Best winter greens for smoothies:
Swiss chard is an almost year-round crop. Sowing a new batch now will take you through winter. Plant in fertile, well composted soil that gets plenty of sun in winter and is sheltered. Plants are frost tolerant but tend to stand still in very cold areas.
Boost your metabolism by combining Swiss chard with one peeled orange and ½ cup of strawberries, almond milk or full-cream yoghurt.
A very good source of vitamins A, C and K, as well as dietary fibre and minerals. Research has found that chard is able to regulate blood sugar levels in the body.
Baby spinach varieties produce small, tasty leaves within 35 – 40 days of sowing. The leaves have a more delicate flavour than mature spinach. Sow every two weeks for an extended supply. Plant in well composted, fertile soil.
Blend baby spinach leaves with strawberries, blue berries, Greek yoghurt and water (to thin).
Like Swiss chard, leaves contain vitamins A, C and K and phytonutrients.
Beetroot tops are best harvested when they are young.

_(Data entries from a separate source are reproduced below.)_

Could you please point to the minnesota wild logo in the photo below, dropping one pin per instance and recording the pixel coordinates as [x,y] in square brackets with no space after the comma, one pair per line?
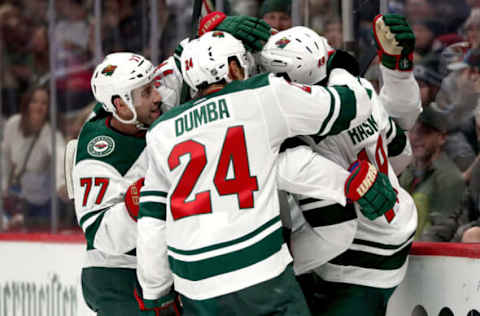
[218,34]
[101,146]
[108,71]
[281,43]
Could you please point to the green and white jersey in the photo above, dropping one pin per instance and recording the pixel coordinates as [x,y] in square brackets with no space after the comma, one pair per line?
[107,163]
[209,208]
[361,251]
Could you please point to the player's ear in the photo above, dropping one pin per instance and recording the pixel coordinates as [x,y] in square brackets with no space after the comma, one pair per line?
[235,71]
[122,109]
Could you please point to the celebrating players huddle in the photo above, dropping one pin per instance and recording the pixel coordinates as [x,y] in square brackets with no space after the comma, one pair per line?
[176,175]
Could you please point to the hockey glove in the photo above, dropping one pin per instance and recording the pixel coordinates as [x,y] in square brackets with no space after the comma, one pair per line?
[251,31]
[370,188]
[395,41]
[168,305]
[132,198]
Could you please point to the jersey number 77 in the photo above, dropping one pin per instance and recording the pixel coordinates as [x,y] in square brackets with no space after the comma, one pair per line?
[243,184]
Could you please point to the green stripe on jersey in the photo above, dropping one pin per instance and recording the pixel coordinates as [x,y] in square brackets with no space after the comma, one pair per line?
[153,193]
[348,109]
[153,209]
[257,231]
[206,268]
[369,260]
[91,231]
[85,217]
[379,245]
[235,86]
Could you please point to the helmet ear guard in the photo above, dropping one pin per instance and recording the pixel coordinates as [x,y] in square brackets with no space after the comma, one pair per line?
[205,60]
[299,52]
[117,76]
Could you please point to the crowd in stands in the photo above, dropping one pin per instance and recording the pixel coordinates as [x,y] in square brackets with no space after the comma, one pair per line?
[443,178]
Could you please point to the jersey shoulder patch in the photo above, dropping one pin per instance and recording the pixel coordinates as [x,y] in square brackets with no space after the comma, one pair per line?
[99,142]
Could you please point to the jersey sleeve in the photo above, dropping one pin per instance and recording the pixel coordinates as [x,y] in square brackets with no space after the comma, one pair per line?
[317,110]
[153,269]
[302,171]
[400,95]
[101,211]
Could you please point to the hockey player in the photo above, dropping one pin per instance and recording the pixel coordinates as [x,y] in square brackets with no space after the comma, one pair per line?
[360,280]
[209,202]
[109,158]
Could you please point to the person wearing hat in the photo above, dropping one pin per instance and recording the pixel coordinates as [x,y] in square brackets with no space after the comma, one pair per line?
[433,179]
[277,13]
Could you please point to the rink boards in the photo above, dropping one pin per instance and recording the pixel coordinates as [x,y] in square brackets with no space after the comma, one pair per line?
[40,275]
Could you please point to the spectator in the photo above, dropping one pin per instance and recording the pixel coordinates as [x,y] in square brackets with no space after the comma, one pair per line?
[71,34]
[16,58]
[320,12]
[459,98]
[277,13]
[26,158]
[334,32]
[425,33]
[40,53]
[417,10]
[471,28]
[433,179]
[35,11]
[429,82]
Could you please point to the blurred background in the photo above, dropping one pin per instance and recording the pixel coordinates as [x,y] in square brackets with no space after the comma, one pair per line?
[49,49]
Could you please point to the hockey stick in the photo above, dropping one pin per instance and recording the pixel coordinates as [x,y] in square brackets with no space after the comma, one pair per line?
[197,11]
[197,14]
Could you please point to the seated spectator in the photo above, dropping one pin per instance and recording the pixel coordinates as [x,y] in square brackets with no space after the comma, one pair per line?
[425,33]
[277,13]
[333,31]
[471,28]
[16,58]
[26,158]
[434,181]
[459,98]
[429,82]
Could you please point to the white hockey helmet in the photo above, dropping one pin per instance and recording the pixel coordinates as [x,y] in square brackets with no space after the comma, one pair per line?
[205,59]
[299,52]
[118,75]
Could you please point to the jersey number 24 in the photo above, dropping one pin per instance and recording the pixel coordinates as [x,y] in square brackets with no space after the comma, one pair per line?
[243,184]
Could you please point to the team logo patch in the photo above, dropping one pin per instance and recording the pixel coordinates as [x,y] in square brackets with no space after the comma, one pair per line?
[307,89]
[281,43]
[101,146]
[108,71]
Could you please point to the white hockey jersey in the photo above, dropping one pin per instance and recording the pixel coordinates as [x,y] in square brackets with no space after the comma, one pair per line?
[107,163]
[377,250]
[210,201]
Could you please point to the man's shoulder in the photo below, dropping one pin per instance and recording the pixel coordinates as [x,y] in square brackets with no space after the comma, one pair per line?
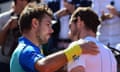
[6,14]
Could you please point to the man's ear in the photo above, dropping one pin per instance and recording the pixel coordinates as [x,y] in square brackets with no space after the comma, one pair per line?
[80,22]
[35,23]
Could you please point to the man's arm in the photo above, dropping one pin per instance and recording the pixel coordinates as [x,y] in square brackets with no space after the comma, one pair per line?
[55,61]
[12,23]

Light, well-drained soil suits beetroot best (for good-sized roots) but if the soil is heavy then growing beetroot just for the tops is a good alternative, and plants can be closer together.
Use beet tops in any recipe that calls for spinach or Swiss chard. A yummy combo is grated carrot, pineapple and orange with chopped beet leaves.
The leaves are richer than the roots in calcium, iron and vitamins A and C. They also contain tryptophan, which helps to improve sleep cycles.
Kale is a long-season crop that can extend well into summer. Cold and frost gives the leaves a sweeter taste, and it is less troubled by pests than other brassicas. Pick leaves from the bottom upwards (or the outer leaves of bushy varieties), always leaving the top four leaves as the growing crown.
For a luxurious kale smoothie blend ¼ cup milk, ½ teaspoon ginger (finely minced), 2 bananas, 1 cup kale leaves (chopped), ½ cup chopped cashews, 1 teaspoon vanilla extract, 3 tablespoons raw dates (pitted, chopped), 1 pinch salt and 2 cups ice. (www.blendtec.com).
Kale is high in fibre, vitamin C, vitamin A (skin and eyes), and contains more calcium per gram than milk. It is also full of iron (reputedly more so than red meat) and contains antioxidants that help prevent cancer. It also has anti-inflammatory properties.